Grunge kids hang out along Broadway, on Seattle’s Capitol Hill, a stretch of pavement Pat calls “Mardi Gras 365 days a year.” They are kids like Vinnie, whose mother took her to a grocery store parking lot when she was two and told her to go inside and tell the workers that Mom didn’t want her anymore. Leah has been stabbed 14 times. Susie was a heroin addict at age 12. She calls Pat “Dad” because she never knew her real father. After serving 26 months at the Washington Corrections Center for Women for selling cocaine, she was baptized at Christmastime and was married the following day—by Pat.

Pat has been street witnessing on and off for more than 25 years. He and his wife, Ruth Ann, strayed from God for a while and ended up in Seattle.

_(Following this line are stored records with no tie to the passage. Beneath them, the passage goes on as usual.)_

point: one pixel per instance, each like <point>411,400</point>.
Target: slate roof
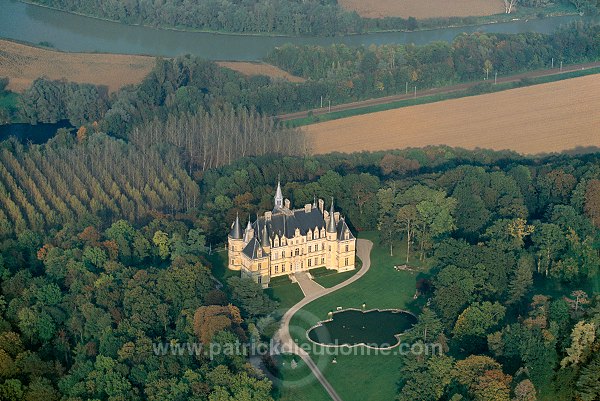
<point>251,250</point>
<point>236,229</point>
<point>286,223</point>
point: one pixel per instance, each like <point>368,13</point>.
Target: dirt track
<point>544,118</point>
<point>422,9</point>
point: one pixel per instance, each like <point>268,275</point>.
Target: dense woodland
<point>290,17</point>
<point>514,243</point>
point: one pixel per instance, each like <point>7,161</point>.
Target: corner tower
<point>235,243</point>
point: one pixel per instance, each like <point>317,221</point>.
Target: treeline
<point>313,17</point>
<point>359,72</point>
<point>209,140</point>
<point>94,178</point>
<point>51,101</point>
<point>513,246</point>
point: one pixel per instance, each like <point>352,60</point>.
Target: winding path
<point>363,251</point>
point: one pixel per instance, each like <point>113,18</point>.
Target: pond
<point>37,134</point>
<point>70,32</point>
<point>375,328</point>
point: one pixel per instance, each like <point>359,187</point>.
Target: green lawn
<point>330,278</point>
<point>363,377</point>
<point>285,292</point>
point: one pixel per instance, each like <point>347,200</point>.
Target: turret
<point>331,224</point>
<point>278,197</point>
<point>235,243</point>
<point>249,232</point>
<point>265,240</point>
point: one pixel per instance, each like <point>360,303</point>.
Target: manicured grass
<point>297,384</point>
<point>330,278</point>
<point>364,377</point>
<point>218,264</point>
<point>285,292</point>
<point>436,98</point>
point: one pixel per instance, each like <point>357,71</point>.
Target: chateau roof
<point>285,223</point>
<point>236,229</point>
<point>342,228</point>
<point>251,250</point>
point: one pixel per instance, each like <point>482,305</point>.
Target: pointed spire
<point>331,225</point>
<point>236,229</point>
<point>265,238</point>
<point>278,196</point>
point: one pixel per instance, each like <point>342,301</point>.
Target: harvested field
<point>22,64</point>
<point>248,68</point>
<point>422,9</point>
<point>544,118</point>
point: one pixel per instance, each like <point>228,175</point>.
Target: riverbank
<point>422,24</point>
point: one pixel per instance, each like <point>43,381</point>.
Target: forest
<point>289,17</point>
<point>90,280</point>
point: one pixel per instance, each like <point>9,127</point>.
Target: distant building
<point>286,241</point>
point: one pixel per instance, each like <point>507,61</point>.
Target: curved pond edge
<point>320,323</point>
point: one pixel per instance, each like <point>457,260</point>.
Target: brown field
<point>248,68</point>
<point>22,64</point>
<point>422,9</point>
<point>552,117</point>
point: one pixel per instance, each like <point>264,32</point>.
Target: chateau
<point>285,241</point>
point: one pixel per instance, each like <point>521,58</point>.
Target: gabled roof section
<point>251,250</point>
<point>342,229</point>
<point>285,223</point>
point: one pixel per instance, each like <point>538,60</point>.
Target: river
<point>70,32</point>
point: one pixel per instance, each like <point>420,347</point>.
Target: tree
<point>161,240</point>
<point>251,297</point>
<point>407,221</point>
<point>582,338</point>
<point>521,281</point>
<point>477,319</point>
<point>592,202</point>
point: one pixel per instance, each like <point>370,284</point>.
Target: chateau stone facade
<point>286,241</point>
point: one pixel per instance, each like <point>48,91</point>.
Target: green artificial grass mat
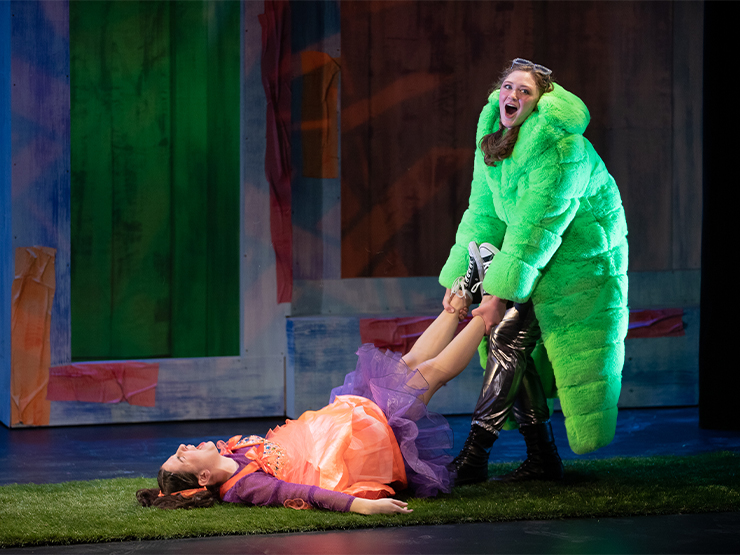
<point>106,510</point>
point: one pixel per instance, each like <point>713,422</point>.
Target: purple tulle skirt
<point>425,437</point>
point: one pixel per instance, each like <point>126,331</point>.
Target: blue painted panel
<point>41,146</point>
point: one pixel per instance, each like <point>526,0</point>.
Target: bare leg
<point>436,337</point>
<point>453,359</point>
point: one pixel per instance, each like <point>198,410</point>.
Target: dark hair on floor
<point>172,482</point>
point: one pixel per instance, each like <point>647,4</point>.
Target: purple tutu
<point>425,437</point>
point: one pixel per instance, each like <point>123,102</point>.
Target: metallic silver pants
<point>511,383</point>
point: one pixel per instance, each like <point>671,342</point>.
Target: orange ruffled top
<point>346,446</point>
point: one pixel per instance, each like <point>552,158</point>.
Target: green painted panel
<point>223,164</point>
<point>91,176</point>
<point>189,179</point>
<point>155,184</point>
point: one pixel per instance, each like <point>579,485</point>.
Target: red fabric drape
<point>276,54</point>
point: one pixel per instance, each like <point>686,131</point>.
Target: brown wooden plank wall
<point>416,74</point>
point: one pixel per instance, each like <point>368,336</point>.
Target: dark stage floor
<point>88,452</point>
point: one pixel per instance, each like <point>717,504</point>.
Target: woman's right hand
<point>492,310</point>
<point>461,313</point>
<point>384,506</point>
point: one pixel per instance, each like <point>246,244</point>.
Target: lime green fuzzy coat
<point>556,214</point>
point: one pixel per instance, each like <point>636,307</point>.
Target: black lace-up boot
<point>543,461</point>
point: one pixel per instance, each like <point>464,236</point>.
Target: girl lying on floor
<point>375,438</point>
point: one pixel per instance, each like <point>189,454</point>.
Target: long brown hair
<point>499,145</point>
<point>172,482</point>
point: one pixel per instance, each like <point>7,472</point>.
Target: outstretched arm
<point>383,506</point>
<point>259,488</point>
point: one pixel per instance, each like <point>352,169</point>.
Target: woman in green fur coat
<point>543,197</point>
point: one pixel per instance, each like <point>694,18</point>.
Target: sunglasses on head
<point>519,62</point>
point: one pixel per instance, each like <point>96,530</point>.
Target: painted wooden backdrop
<point>409,75</point>
<point>416,74</point>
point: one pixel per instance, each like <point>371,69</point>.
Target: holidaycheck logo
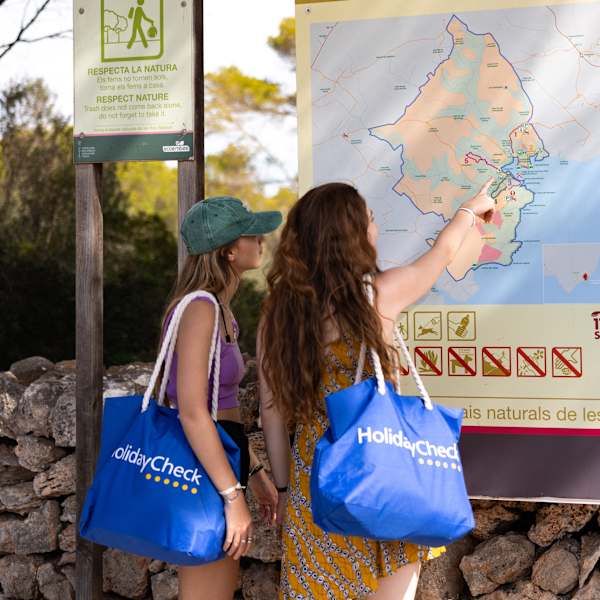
<point>157,464</point>
<point>422,450</point>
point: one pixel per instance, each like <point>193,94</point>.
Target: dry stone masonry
<point>518,550</point>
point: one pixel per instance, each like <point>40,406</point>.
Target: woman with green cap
<point>224,239</point>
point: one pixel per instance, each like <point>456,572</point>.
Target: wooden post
<point>190,173</point>
<point>89,350</point>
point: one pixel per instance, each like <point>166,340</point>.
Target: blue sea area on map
<point>565,209</point>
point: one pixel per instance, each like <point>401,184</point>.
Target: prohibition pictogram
<point>462,361</point>
<point>566,362</point>
<point>496,361</point>
<point>429,360</point>
<point>531,361</point>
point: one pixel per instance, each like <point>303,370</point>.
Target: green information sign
<point>133,70</point>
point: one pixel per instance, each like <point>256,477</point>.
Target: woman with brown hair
<point>314,320</point>
<point>224,240</point>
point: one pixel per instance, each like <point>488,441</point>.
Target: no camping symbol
<point>429,360</point>
<point>496,361</point>
<point>462,361</point>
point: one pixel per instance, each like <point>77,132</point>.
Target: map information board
<point>417,104</point>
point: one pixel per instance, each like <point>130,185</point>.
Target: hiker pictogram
<point>462,326</point>
<point>428,326</point>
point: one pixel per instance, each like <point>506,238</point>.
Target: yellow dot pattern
<point>176,484</point>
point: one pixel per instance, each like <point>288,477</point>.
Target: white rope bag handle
<point>167,351</point>
<point>377,361</point>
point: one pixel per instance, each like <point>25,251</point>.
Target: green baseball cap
<point>220,220</point>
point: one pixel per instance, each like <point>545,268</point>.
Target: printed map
<point>426,109</point>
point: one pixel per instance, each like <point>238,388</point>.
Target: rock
<point>156,566</point>
<point>19,498</point>
<point>8,531</point>
<point>250,373</point>
<point>125,574</point>
<point>38,533</point>
<point>29,369</point>
<point>10,470</point>
<point>69,572</point>
<point>554,520</point>
<point>441,578</point>
<point>67,558</point>
<point>556,571</point>
<point>590,553</point>
<point>37,404</point>
<point>37,453</point>
<point>69,513</point>
<point>260,582</point>
<point>53,585</point>
<point>18,576</point>
<point>58,480</point>
<point>267,545</point>
<point>127,380</point>
<point>492,521</point>
<point>62,420</point>
<point>591,591</point>
<point>67,538</point>
<point>11,392</point>
<point>522,590</point>
<point>249,406</point>
<point>165,586</point>
<point>502,559</point>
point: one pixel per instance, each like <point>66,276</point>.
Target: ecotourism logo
<point>131,29</point>
<point>180,146</point>
<point>422,450</point>
<point>596,319</point>
<point>158,464</point>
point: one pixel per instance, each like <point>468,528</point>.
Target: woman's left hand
<point>266,495</point>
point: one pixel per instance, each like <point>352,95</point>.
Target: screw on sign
<point>531,361</point>
<point>496,361</point>
<point>429,360</point>
<point>567,362</point>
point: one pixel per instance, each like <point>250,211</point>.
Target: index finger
<point>486,185</point>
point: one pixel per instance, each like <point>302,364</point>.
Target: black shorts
<point>236,433</point>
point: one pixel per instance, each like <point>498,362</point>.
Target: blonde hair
<point>211,272</point>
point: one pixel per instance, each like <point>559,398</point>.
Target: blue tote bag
<point>388,466</point>
<point>151,496</point>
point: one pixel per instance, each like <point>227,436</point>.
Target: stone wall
<point>519,550</point>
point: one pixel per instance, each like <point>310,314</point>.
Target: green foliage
<point>37,256</point>
<point>151,189</point>
<point>246,307</point>
<point>284,43</point>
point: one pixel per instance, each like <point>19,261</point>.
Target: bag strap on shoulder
<point>167,351</point>
<point>399,340</point>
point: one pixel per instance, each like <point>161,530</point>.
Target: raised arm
<point>399,287</point>
<point>193,346</point>
<point>277,440</point>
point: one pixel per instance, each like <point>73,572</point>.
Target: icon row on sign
<point>499,361</point>
<point>430,326</point>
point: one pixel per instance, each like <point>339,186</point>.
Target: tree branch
<point>25,25</point>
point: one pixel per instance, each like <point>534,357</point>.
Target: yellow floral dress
<point>316,564</point>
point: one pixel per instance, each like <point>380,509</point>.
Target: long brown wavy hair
<point>317,272</point>
<point>211,272</point>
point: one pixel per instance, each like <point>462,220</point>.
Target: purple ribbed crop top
<point>232,372</point>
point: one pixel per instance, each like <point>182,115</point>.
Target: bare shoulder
<point>198,317</point>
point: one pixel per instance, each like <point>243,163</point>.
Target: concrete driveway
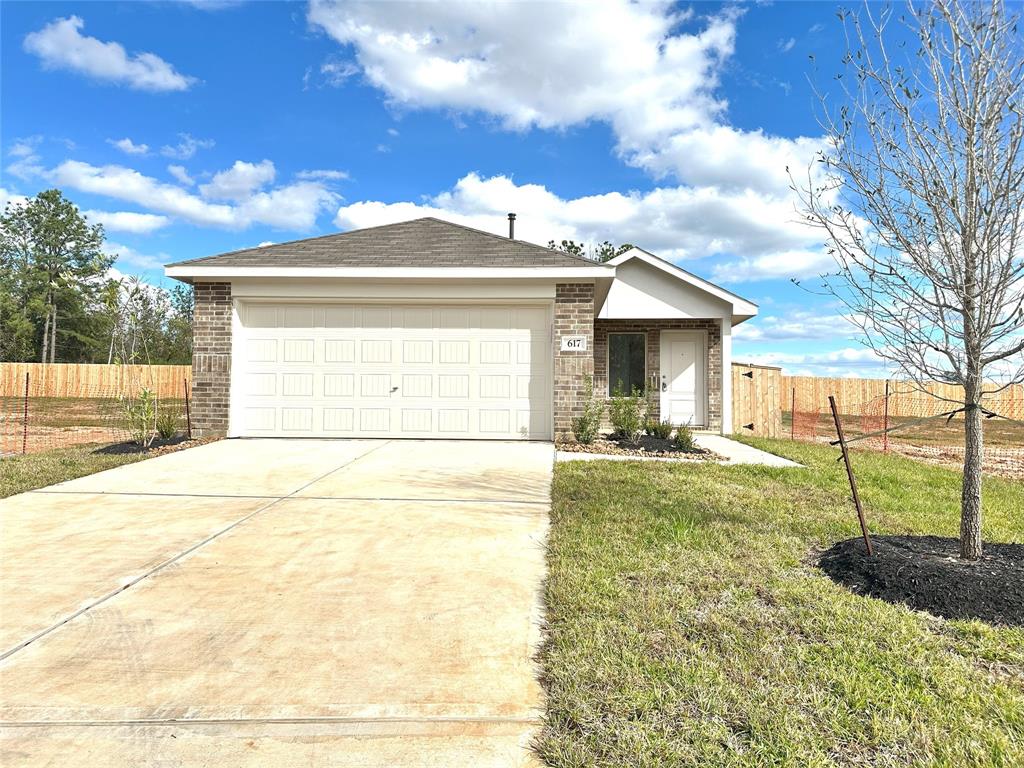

Eventually, they returned to God and to the streets, helping found the Fishermen’s Club. Pat says, “We preach and teach Jesus and leave the peripheral issues at the door.” Probably because he so obviously loves them, the kids respond. One desperate youth told Pat, “Don’t quit coming. We need to know that someone cares about us.”

One thing seems sure: Pat won’t quit coming. In the spring of 1992, Pat was talking to several members of the Crips gang and some other nongang teens; he invited them to have pizza. “How about a Bible study, too?” they asked. They have been meeting once a month at a local Godfather’s Pizza ever since. Local police now walk through the place, amazed to see members of rival gangs actually getting along. One officer said to Pat, “I don’t know what you are doing, but please keep it up.”

Pizza, heroin, and Jesus

It is pizza night, and an anomalous bunch shows up: there are Dragon and Butterfly and Vicki and Alexis. Chris arrives in a Yellow Cab because his bike has a flat tire. Belinda, normally a regular, isn’t there—she is serving time for doing a “trifecta”: armed robbery, assault, and car theft.

“And she’s such a little bitty thing,” Pat says somberly.

Vicki, 16, is talking to Pat about being “fostered” by Pat and his wife: “I’d like to live with a dad and mom,” she says.

But when Pat asks if she can obey the rules, she thinks it over and says, “Yes, but I’d like to live with my boyfriend for a couple more weeks first.”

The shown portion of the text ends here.